A continuance of the operations was therefore postponed until such time as the guns could be shifted and the movement of troops became possible. The enemy meanwhile was presented with an opportunity of reorganising, bringing up reinforcements, and making new positions preparatory to our next onslaught. He was, moreover, being driven back on to comparatively clean ground, while our armies were moving forward on to ground which had been shelled by our own guns for months past, and where roads no longer existed.
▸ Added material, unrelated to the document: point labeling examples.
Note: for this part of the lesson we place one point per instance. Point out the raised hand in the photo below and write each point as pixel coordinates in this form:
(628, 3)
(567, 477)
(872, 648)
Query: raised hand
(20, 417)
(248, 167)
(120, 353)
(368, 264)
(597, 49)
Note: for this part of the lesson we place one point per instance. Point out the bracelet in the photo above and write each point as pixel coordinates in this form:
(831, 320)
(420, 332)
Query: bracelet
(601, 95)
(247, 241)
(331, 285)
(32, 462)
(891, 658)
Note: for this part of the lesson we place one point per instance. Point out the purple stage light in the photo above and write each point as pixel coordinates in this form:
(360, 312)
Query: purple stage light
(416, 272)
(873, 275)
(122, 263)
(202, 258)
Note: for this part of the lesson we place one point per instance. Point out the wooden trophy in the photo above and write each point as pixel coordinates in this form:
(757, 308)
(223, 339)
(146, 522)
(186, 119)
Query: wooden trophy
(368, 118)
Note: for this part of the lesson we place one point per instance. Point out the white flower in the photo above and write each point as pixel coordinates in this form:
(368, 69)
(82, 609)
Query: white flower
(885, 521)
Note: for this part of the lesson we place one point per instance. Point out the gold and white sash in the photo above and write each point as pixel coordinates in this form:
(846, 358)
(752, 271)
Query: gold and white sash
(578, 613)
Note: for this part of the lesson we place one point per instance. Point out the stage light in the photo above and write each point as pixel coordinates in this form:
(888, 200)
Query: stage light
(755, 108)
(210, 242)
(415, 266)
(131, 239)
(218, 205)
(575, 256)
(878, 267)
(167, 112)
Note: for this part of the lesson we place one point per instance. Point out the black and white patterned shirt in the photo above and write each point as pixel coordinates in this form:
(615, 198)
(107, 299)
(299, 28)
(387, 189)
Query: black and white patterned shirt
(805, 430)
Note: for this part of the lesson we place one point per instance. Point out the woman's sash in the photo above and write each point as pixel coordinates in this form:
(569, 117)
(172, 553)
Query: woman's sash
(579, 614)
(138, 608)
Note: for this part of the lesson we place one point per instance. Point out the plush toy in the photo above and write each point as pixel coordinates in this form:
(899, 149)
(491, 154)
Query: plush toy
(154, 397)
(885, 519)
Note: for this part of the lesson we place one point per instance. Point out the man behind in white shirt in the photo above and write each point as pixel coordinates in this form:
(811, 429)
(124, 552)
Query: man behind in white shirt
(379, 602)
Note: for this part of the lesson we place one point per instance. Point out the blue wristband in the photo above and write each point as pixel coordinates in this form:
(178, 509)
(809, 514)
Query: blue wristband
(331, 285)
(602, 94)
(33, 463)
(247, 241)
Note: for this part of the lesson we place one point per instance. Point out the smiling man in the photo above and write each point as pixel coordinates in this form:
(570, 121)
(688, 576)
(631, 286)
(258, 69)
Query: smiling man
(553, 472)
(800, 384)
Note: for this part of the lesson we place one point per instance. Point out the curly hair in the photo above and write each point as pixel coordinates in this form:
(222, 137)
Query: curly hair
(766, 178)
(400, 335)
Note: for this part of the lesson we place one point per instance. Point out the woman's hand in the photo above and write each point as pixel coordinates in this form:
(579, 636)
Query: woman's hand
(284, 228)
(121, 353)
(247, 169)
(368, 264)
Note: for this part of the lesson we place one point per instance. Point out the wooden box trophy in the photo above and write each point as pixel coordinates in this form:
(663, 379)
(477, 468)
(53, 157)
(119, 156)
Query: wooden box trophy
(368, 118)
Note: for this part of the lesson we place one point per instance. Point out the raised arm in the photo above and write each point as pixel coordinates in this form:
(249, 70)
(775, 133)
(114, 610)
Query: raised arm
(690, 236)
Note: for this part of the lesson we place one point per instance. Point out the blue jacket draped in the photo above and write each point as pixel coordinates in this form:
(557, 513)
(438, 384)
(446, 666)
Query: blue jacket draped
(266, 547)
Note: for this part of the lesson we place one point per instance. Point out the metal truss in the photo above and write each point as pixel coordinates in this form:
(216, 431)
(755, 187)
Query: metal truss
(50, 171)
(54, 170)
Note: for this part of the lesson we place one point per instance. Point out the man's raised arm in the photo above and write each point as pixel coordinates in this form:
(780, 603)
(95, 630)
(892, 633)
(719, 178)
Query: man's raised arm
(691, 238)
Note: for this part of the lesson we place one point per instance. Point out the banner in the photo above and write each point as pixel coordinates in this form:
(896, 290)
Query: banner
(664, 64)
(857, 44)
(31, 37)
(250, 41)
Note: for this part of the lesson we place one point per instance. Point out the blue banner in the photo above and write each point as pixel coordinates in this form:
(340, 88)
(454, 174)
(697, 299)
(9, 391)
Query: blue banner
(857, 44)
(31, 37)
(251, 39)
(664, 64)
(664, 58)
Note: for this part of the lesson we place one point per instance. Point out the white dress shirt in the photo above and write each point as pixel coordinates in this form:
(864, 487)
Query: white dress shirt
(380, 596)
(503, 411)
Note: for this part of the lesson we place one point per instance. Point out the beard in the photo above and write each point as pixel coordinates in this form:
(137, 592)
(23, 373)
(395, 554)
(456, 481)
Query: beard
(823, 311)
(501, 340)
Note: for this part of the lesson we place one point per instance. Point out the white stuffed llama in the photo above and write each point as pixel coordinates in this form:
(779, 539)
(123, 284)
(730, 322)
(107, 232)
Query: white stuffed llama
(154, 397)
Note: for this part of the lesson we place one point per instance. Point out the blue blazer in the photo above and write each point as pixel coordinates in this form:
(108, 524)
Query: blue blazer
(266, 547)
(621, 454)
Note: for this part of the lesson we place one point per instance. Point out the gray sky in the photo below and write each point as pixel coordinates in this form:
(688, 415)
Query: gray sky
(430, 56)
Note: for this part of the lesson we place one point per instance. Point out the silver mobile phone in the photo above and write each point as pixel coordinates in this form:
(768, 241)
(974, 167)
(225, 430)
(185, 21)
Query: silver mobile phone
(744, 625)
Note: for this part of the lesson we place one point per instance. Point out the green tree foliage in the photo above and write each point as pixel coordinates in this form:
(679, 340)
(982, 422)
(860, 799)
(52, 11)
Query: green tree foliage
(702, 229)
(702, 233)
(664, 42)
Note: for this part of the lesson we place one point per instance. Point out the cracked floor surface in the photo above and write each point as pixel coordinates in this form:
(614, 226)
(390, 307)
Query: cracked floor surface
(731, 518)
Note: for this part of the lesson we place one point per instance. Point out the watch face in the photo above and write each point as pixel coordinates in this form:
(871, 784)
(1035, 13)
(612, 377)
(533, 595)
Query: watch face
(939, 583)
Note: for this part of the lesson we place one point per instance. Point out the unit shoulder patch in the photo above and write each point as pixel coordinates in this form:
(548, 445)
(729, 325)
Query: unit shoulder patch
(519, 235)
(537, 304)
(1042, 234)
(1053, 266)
On August 4 the Battalion moved through Poperinghe to a spot known as Dambre Camp, which lay about a mile north of Vlamertinghe. After a day’s reconnaissance of the line, the Battalion relieved the 1/1st Hertfordshire Regiment and a battalion of the Cheshire Regiment in support. These two battalions had suffered heavily in the attack.
The Bucks found the conditions even worse than reports had led them to believe, for in addition to the sea of mud, which made movement almost impossible, enemy shelling was constant. Communication with companies was difficult as telephone wires were cut by shelling almost as soon as they were laid.
It was in this area too that the Bucks first made their acquaintance with the German concrete blockhouse. The large majority of these constructions had stood the test of the bombardment which preceded the original attack, and they now provided a few headquarters with good cover; but the insides of these blockhouses were in most cases too filthy for words, and several of them were half filled with stagnant water.
On August 7 the Battalion relieved the 5th Gloucester Regiment in the front line, on the western outskirts of St. Julien. A and B Companies held this outpost line, while C Company was in support round Canopus Trench, and D Company in reserve in California Drive and Falkenhayn Redoubt. Battalion Headquarters was at Vanheule Farm, which now consisted only of a flooded blockhouse.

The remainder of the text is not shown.